Salvador II, Modelli ME, Pereira CR.

Unidade de Cirurgia Pediatrica, Hospital de Base do DF, Brasilia.

Among Gastrointestinal Duplications, colonic duplications are the less common. The case presented here consist of a duplication of the transverse colon, difficult to diagnose, which had abdominal distension as the main symptom. A 4-year-old child was referred to the Unity of Pediatric Surgery, Hospital de Base, Brasilia, DF with a history of progressive abdominal distension. Plain X-Rays of the abdomen demonstrated a large fecaloma, which demanded removal. A Barium Enema was done suggesting Congenital Megacolon. A rectal biopsy was performed under general anesthesia, demonstrating normal ganglion cells. Medical treatment was instituted for chronic constipation in the Pediatric Gastroenterology clinic.

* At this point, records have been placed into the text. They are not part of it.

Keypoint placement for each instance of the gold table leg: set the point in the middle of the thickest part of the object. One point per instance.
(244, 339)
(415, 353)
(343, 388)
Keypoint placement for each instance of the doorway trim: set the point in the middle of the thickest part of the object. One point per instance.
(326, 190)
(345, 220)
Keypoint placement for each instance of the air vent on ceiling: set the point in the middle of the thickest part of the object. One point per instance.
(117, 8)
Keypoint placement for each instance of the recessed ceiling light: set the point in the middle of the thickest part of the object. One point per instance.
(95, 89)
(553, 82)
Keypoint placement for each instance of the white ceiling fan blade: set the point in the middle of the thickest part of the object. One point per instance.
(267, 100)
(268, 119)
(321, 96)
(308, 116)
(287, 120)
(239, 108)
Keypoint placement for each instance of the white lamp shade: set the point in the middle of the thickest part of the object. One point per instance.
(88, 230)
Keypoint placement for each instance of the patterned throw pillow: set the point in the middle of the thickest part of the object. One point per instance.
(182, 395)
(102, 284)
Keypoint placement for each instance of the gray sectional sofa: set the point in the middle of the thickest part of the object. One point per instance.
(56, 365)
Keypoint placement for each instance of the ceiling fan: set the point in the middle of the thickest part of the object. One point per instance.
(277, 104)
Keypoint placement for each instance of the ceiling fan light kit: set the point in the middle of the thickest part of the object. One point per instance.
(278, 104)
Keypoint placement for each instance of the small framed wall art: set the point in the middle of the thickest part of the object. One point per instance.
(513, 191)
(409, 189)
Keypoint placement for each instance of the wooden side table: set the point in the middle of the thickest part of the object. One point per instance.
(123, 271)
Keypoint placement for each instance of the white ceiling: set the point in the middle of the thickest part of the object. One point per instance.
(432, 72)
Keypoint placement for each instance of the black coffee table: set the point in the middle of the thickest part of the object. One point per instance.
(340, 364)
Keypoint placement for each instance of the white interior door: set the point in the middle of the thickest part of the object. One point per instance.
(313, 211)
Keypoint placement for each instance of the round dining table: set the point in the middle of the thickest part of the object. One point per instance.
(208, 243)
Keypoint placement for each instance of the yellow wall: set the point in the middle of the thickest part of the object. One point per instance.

The patient returned three months later with the same complaints. A new rectal biopsy was done; normal ganglion cells were described, ruling out Hirschsprung's disease. The parents were told to insist on the medical treatment diets. Four years later the patient was seen in the Emergency Room with signs and symptoms of low intestinal obstruction. Exploratory Laparotomy was undertaken as an emergency and the findings were complete volvulus of the large bowel involving the transverse colon up to the splenic flexure, demonstrating a large duplication of the transverse colon. A resection of the duplication and end-to-end colonic anastomosis was performed with an uneventful postoperative care. Discharged on excellent conditions.

online pharmacy ref. source: www.ncbi.nlm.nih.gov/entrez/query.fcgi?cmd=Retrieve&db=PubMed&list_uids=14688938&dopt=Abstract [PubMed]

temp/constipation-1.matches:chuv.hospvd.ch

Intestinal neuronal dysplasia is a controversial form of dysganglionosis that has been described both as an isolated disorder and in association with Hirschsprung's disease. It has been blamed for the bad outcome of bowel function in patients operated on for Hirschsprung's disease. According to various authors, intestinal neuronal dysplasia could be a primary disorder or secondary to other diseases of the bowel. The aim of this study was to assess the plasticity of the enteric nervous system in patients with Hirschsprung's disease-associated intestinal neuronal dysplasia and its ability to evolve spontaneously to normal innervation patterns. Since we prospectively introduced the assessment of the enteric nervous system of the ganglionated bowel in patients operated on for Hirschsprung's disease, 31 patients have been operated on for Hirschsprung's disease in our institution between 1995 and 2002. Among these patients, nine suffered postoperatively from severe constipation and five from bouts of entocolitis. IND was found in eight of them. We studied the evolution of the innervation in three of these patients by repeated serial full-thickness biopsies of the colon. All three patients underwent a colostomy before or after the pull-through procedure. Histopathological assessment of the enteric nervous system was made with conventional acetylcholinesterase histochemistry, rapid acetylcholinesterase histochemistry and immunohistochemistry for the Protein Gene Product 9.5 and the antigen CD56. This evolution was compared with the clinical outcome of bowel function. In our three patients with Hirschsprung's disease-associated intestinal neuronal

temp/constipation-1.matches:

J Pediatr Surg. 2004 Jan;39(1):73-7.
Is there a role for surgery beyond colonic aganglionosis and anorectal malformations in children with intractable constipation?

Youssef NN, Pensabene L, Barksdale E Jr, Di Lorenzo C.

Division of Pediatric Gastroenterology, Children's Hospital of Pittsburgh, University of Pittsburgh School of Medicine, Pittsburgh, PA, USA.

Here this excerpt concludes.